Why do you need to understand the kinds of data the AI is using?
There’s a big difference between explainable AI, which is very transparent, and black-box AI. With black-box AI, you’re not sure exactly which data are going into the algorithm. There’s a saying: “Garbage in, garbage out.” If the data going in is not reliable or relevant, the output coming out might not be useful, whether the output is a patient care summary or a suggested medical intervention. That can be very dangerous. If we cannot explain how we made a medical decision as a result of AI, that could be a regulatory or privacy violation, or worse, lead to a poor clinical outcome. With transparent AI, you can lift up the hood and see everything the algorithm considered to, say, recommend a certain blood test. But we’re not there yet.

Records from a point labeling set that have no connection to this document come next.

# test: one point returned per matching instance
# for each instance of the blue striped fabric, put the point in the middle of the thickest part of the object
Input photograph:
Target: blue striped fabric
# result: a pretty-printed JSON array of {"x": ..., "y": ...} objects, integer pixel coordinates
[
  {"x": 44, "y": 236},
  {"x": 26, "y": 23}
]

What is your biggest concern about AI?
As AI increasingly enables care delivery, we need to make sure that it’s not misused – for example, that it won’t exacerbate inequality. The black-box AI could examine not just clinical data but also social data that contribute to health outcomes. For instance, is the patient housed? Do they have access to transportation? This social data is in the electronic health record. And if it’s brought into the algorithms, we have to make sure the AI isn’t potentially incorporating bias into the output – the clinical recommendations it makes.
Consider an organ transplant list. You, a patient, said three years ago that you are food-insecure. Is an algorithm going to suggest that you be bumped down the list because food insecurity could affect your transplant result? I’m making up this example, but it’s a concern. We can’t let that happen. Ethics are at the heart of the AI conversation in health care.